Waiting on workloads
Australian Catholic University management thought its new policy on research time allocation was industrially tight as a drum, but it underestimated the ability of the National Tertiary Education Union to find the makings of a case in just about anything. And so implementing the plan is on hold while the university negotiates with the union over the process used to decide how staff were allocated research time, or not. According to the university’s Chief Operating Officer, Stephen Weller, the dispute is not over teaching and “leadership/service” activities so “annual workload allocation discussions can continue with staff.” And it does not appear to affect many people, just staff who’s proposed research plan has “non-traditional outputs”, who’s plan was delayed and who started since June. Good-oh but it seems late in the year to be allocating 2015 tasks. And ACU insiders say this is translating to a hold on hiring sessional staff until everything is sorted. People are also aggrieved that there is still no appeals process for people who got less, or no, research time.
Pyne’s pragmatic research line
Chris Pyne stopped texting senators yesterday long enough to launch the Institute of Physics Congress in Canberra with a speech rich in compliments. But among the ego embellishing Mr Pyne also endorsed the applied research agenda of his colleague, industry minister Ian Macfarlane. Yes, Mr Pyne said, “blue-sky, curiosity-driven research is crucially important and we will continue to support it.” However, “we also need applied research, and to give practical application to research ideas. Research excellence and access to state of the art facilities are indeed the foundation of technological and process innovation. When appropriate, it is important to connect ideas from researchers with the needs of business, by creating links between science and industry. This can bring great benefits to the community as a whole.”

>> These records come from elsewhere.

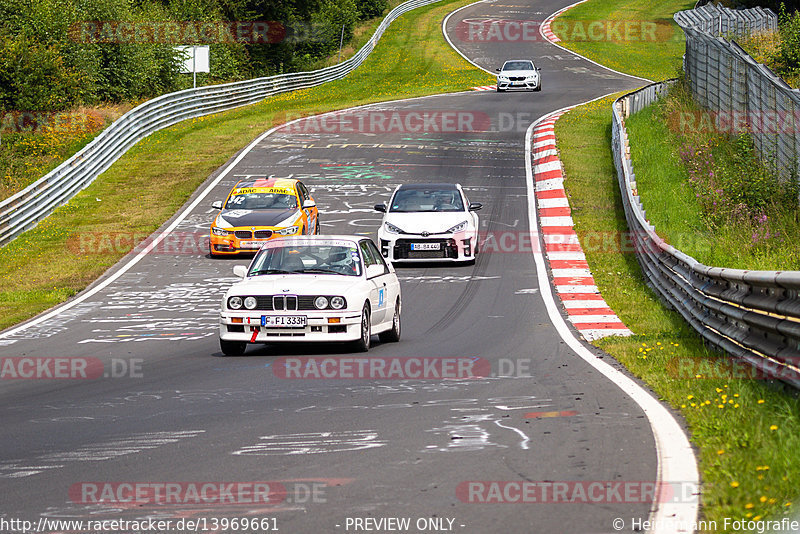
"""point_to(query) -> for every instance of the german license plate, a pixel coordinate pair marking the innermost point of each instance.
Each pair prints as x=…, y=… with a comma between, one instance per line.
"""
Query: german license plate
x=425, y=246
x=283, y=321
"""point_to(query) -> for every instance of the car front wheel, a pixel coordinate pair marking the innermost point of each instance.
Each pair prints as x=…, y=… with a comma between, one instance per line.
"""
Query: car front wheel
x=393, y=335
x=362, y=343
x=232, y=348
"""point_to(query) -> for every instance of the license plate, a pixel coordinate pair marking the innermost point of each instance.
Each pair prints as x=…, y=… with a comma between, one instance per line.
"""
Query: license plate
x=283, y=321
x=425, y=246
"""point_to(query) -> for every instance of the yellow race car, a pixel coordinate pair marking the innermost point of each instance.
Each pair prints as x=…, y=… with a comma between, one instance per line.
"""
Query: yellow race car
x=259, y=210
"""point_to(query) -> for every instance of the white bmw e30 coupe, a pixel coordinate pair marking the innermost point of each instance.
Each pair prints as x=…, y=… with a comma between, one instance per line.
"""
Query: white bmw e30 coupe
x=519, y=74
x=312, y=288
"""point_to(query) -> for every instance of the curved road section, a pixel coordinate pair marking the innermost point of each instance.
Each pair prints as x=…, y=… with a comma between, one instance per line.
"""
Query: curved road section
x=149, y=421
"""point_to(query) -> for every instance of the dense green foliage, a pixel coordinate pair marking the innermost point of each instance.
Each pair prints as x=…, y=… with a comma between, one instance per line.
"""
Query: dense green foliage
x=47, y=64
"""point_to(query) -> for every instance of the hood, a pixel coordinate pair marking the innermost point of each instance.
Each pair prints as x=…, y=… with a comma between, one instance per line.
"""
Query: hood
x=239, y=218
x=435, y=223
x=517, y=73
x=295, y=284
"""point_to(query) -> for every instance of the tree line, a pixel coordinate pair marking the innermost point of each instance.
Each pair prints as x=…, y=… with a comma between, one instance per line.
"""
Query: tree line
x=59, y=54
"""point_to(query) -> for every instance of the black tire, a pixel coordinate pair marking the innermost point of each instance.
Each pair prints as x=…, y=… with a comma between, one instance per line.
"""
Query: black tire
x=232, y=348
x=393, y=335
x=362, y=344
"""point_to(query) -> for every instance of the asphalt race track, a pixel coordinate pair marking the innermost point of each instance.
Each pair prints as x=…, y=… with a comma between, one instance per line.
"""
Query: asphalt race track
x=172, y=409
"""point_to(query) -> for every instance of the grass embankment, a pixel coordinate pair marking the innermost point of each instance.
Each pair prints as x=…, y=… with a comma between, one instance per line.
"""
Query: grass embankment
x=745, y=430
x=651, y=46
x=146, y=186
x=709, y=196
x=35, y=143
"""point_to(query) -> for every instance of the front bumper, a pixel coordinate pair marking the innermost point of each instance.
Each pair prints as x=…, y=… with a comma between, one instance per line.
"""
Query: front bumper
x=452, y=248
x=318, y=328
x=232, y=245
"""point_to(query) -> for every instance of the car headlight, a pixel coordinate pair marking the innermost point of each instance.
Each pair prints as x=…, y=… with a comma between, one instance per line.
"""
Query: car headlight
x=458, y=228
x=290, y=230
x=392, y=229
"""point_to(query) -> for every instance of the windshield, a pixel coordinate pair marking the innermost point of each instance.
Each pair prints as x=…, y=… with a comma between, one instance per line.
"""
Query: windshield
x=518, y=65
x=244, y=200
x=410, y=200
x=307, y=259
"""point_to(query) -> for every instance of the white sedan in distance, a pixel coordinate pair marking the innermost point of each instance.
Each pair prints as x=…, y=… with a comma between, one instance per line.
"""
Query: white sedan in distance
x=519, y=74
x=312, y=288
x=429, y=222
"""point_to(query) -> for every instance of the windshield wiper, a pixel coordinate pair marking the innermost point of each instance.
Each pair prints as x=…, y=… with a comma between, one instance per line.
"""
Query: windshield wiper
x=270, y=271
x=317, y=270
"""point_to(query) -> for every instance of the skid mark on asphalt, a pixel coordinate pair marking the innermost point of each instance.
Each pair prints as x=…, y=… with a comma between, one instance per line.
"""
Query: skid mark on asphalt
x=96, y=452
x=313, y=443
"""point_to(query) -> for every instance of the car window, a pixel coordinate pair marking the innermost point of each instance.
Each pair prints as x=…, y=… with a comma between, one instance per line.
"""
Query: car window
x=377, y=255
x=430, y=200
x=307, y=259
x=303, y=191
x=366, y=253
x=261, y=201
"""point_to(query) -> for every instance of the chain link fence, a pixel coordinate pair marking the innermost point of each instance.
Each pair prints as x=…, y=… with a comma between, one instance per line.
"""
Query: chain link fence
x=725, y=79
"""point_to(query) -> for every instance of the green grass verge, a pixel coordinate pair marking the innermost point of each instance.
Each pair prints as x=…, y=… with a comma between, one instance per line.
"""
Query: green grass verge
x=678, y=214
x=745, y=430
x=637, y=37
x=151, y=182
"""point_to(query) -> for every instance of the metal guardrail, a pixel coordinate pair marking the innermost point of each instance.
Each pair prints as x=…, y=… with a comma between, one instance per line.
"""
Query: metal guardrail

Ignore the “when appropriate” Mr Macfarlane is keen on tying research funding to industry outcomes, and Mr Pyne either agrees, or has too much else on to argue. And nobody else seems inclined to protest. Yes, the Group of Eight made the case for pure research last month (CMM November 20) but otherwise nobody in the science establishment is protesting the government’s applied research push. As UNSW science dean Merlin Crossley said in CMM yesterday, “we are not going to see the research budget tripled. While people do not like ‘picking winners’ it’s good to recognise winning areas and back them.”